Methods and results: We compared clinical characteristics, treatment, and short-term outcomes in 2780 octogenarians (group A, median age 85 years) and in 7912 younger patients (group B, median age 69 years) enrolled in the Euro Heart Failure Survey I. There were 37% males in group A vs. 59% in group B (P < 0.001). Co-morbidities were more common in group A. Ejection fraction was measured only in 38% in group A vs. 65% in group B (P < 0.001) and when measured was preserved in 50 vs. 40% (P < 0.001). In-hospital and 12 weeks follow-up mortality were, respectively, 13 vs. 5% (P < 0.001) and 12 vs. 6% (P < 0.001) in groups A and B. Acute cardiac conditions and co-morbidity predicted mortality, whereas the use of angiotensin-converting enzyme inhibitor (ACE-I) and beta-blockers was associated with a better outcome. ACE-I and beta-blockers were used in 50 vs. 66% (P < 0.001) and 24 vs. 42% (P < 0.001) in groups A and B, respectively, whereas diuretics, digitalis, and nitrates were more commonly used in octogenarians.

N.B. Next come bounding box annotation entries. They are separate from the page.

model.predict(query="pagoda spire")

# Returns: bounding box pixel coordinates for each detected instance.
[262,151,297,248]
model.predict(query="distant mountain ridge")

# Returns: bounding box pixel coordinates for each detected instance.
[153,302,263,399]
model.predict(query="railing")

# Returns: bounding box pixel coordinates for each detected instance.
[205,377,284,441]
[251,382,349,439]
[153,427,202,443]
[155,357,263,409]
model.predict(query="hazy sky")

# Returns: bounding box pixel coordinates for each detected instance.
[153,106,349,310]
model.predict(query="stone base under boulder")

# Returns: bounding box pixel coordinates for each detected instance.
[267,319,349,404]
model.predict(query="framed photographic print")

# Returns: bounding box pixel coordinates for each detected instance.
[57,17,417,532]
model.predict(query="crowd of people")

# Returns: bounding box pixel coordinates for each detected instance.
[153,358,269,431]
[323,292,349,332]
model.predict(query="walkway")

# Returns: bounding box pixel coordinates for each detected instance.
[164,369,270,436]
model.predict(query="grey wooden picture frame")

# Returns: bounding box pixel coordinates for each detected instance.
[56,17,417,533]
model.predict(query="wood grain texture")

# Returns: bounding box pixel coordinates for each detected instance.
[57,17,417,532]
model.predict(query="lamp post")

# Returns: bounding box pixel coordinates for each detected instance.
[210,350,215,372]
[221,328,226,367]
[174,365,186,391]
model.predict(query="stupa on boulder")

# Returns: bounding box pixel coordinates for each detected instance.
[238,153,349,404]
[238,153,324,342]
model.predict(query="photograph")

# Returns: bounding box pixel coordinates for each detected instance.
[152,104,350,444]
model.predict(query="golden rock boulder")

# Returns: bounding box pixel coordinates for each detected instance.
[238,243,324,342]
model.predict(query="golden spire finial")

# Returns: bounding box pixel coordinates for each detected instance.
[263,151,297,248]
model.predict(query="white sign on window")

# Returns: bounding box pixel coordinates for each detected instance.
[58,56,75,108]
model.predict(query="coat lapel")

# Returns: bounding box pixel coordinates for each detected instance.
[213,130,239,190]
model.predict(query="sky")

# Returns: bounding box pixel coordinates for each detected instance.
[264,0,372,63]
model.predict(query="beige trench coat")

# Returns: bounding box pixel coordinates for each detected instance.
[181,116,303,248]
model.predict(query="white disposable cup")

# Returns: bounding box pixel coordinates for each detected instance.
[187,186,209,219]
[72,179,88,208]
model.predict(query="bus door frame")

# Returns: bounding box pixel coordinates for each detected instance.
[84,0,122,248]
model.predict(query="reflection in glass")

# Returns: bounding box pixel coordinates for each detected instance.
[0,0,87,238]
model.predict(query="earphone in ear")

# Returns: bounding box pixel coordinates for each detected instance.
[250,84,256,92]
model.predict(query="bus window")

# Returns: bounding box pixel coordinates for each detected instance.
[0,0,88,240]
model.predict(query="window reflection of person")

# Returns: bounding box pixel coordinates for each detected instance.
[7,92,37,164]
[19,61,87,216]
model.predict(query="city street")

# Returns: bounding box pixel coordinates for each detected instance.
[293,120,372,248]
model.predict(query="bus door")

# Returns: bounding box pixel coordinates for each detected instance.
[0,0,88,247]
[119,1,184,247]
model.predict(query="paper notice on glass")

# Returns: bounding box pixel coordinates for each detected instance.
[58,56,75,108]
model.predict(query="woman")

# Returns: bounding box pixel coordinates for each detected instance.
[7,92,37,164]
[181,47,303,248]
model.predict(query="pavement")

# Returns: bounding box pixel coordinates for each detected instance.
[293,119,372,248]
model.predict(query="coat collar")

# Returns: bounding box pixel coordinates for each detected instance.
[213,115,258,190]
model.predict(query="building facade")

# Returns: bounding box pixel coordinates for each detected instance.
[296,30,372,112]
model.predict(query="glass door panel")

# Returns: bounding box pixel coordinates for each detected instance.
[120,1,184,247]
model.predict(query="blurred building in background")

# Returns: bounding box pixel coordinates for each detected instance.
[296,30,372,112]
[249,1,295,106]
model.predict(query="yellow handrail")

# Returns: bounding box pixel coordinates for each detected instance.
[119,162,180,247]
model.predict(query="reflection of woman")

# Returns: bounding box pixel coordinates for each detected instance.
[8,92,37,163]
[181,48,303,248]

Conclusion: Preserved systolic function, multiple co-morbidities, and high mortality are observed in octogenarians with HF. In these patients, cardiac function is assessed in only a minority and treatments known to improve prognosis in younger patients under-utilized. Overall, the management of octogenarians with HF does not follow international guidelines.